Where North Winds Blow

Un texte de Sharon Kivenko

Paru dans le numéro

Publié le : 8 novembre 2023

Dernière mise à jour : 10 novembre 2023


Inspired by Le Vent du Nord, Sharon Kivenko shares her thoughts on "what it is to be from a place, but not actually of that place".

wind blows Le Vent du Nord

In November 2013, my partner Alex and I attended a concert of the Quebecois “trad” music ensemble Le Vent du Nord. We were living in Boston at the time. The venue was the perfect mix of intimate and festive. The group’s harmonies, upbeat polyrhythms and stories of French-Canadian patrimoine were enchanting. I was profoundly moved by the beauty of the artistry and the depth of their connection to and knowledge of the genre and its historical and cultural roots. At the same time, however, I felt a melancholy as I reflected on how it was that although I was born and raised in Montreal with an enduring connection to the Eastern Townships, this music and the vibrant stories they conveyed were so unknown to me. Sitting there in the cozy dimness of that venue in Boston, my own childhood memories of Sutton came rushing in. As the ensemble introduced their songs by way of family stories and Quebecois history, they conjured in me images of my own family stories: of my brothers and me warming by the fire in our chalet on rue Maple after a day of skiing at Mont Sutton; of watching the Habs on Hockey Night in Canada on our black and white TV. At one point, however, I felt my reverie of childhood winters punctuated by the realization that just a few kilometers away from my family’s idyllic scene, there was a parallel universe – very much unknown to me – in which this gorgeously layered and deeply rooted musical tradition was evolving in Quebecois family foyers.
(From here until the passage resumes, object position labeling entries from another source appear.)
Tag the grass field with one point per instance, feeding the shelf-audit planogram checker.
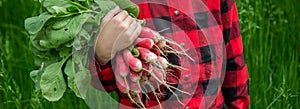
(271, 39)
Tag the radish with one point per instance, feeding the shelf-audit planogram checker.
(147, 55)
(144, 42)
(134, 63)
(163, 61)
(149, 33)
(121, 71)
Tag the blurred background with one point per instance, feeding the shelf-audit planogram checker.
(271, 39)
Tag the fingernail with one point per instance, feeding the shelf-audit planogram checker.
(117, 7)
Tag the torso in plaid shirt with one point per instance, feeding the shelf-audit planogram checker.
(209, 29)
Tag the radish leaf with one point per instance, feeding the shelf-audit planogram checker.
(35, 24)
(52, 82)
(69, 71)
My great grandparents on both sides emigrated to Quebec in the late 19th century, they were Eastern European Jews escaping religious and cultural persecution. Growing up in the Mile End of Montreal, my paternal grandmother spoke French and Yiddish with her siblings and parents, but when she became a mother, she raised her children in English. I remember Sabbath dinners on Friday nights in her small apartment in the West End of Montreal where she would chuchoter en français with her sisters about the best way to finish baking her lemon meringue pie. It wasn’t until into my adulthood that I realized that political, cultural and social circumstances of the time were the determining factors in the languages my grandmother spoke. I can’t help but wonder whether if circumstances had been different, the French-Canadian music of Le Vent du Nord and the cultural milieux from whence it comes would have been more apparent, vibrant and tangible, perhaps even more familiar to me. 
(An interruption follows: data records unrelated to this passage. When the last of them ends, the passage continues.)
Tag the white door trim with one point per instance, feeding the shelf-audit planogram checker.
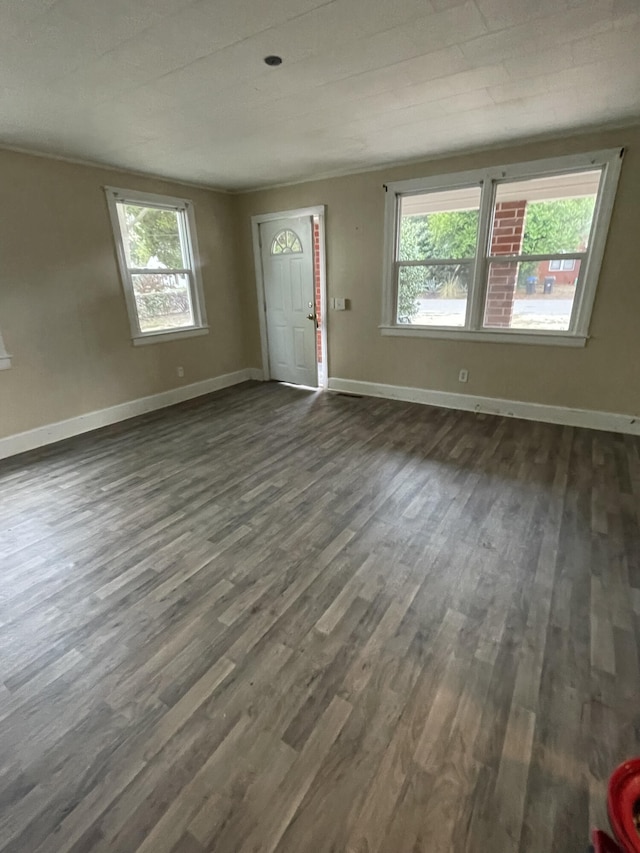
(318, 211)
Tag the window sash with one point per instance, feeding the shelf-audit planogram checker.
(188, 240)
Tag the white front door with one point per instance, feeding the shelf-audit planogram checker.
(286, 247)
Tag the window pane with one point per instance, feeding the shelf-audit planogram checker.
(439, 225)
(544, 215)
(433, 294)
(162, 301)
(152, 238)
(530, 296)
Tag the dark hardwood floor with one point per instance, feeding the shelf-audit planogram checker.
(273, 620)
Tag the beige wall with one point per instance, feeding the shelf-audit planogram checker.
(62, 310)
(63, 316)
(603, 376)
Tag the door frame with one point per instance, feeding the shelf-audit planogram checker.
(319, 211)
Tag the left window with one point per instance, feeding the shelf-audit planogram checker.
(159, 265)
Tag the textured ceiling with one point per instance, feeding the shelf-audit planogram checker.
(179, 88)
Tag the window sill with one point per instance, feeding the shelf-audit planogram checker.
(510, 337)
(178, 334)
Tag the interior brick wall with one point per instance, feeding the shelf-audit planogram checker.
(506, 239)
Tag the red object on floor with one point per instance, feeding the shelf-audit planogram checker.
(602, 843)
(624, 794)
As was the case for my grandmother on the plateau of Montreal in the 1920s, French language and Québécois culture were all around us in Sutton and its surrounds. But there remained a growing distance. And yet, oddly enough, during that one concert in Boston so many years into my adulthood and decades into my life in the USA, the music swirling around me in the low light of that space, drew to the surface feelings of nostalgia for something I never really knew. Listening to the Brunet brothers’ harmonizing, I wanted to hum along; hearing the sung stories about their aieux made me want to sing stories of my own; and my feet itched wanting to tap along to the group’s expert podorythmie. All of this brought me to realize a contradiction that I hold inside of myself : what it is to feel rooted in a place (the place where I was born and raised) but to ultimately feel like a stranger. Indeed, I felt in that moment what it is to be from a place, but not actually of that place.
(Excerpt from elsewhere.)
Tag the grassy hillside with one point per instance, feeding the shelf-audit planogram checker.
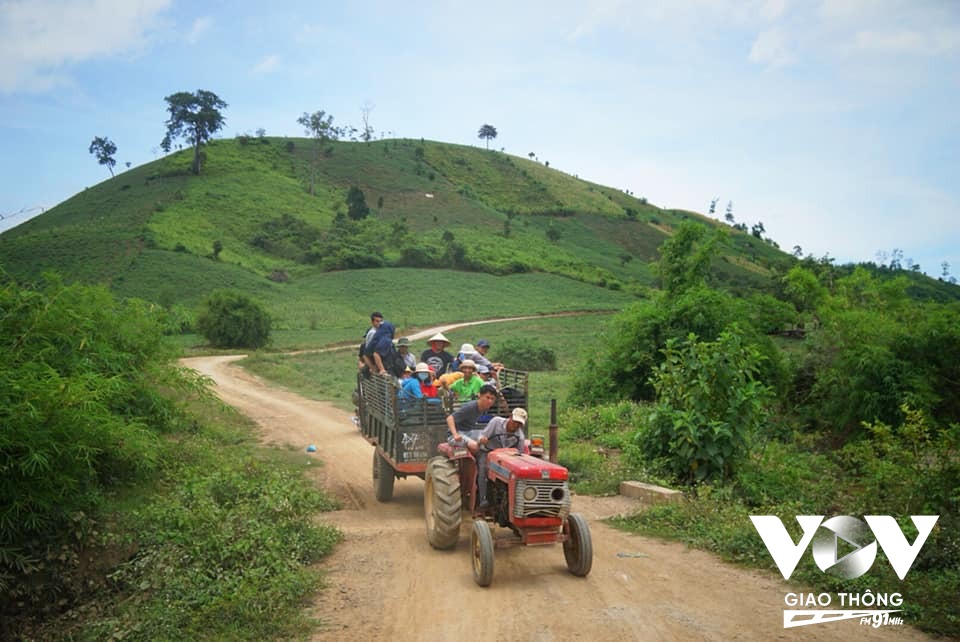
(497, 234)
Nevertheless (and possibly as a result), in August 2022, my partner and I packed our belongings and relocated our family to Sutton, realizing a decades’ long dream to land at my family’s home in the woods among the hemlock, maple, and beech trees. And although we’ve been living as Americans for decades, we are drawn here by ever thickening threads of social connection; threads that are gently and gradually weaving us into an inspired social fabric. On the drive north from Boston all those months ago, we felt the threads pulling us as a north-bound wind blew at our backs, the songs of Le Vent du Nord as our soundtrack playing on repeat.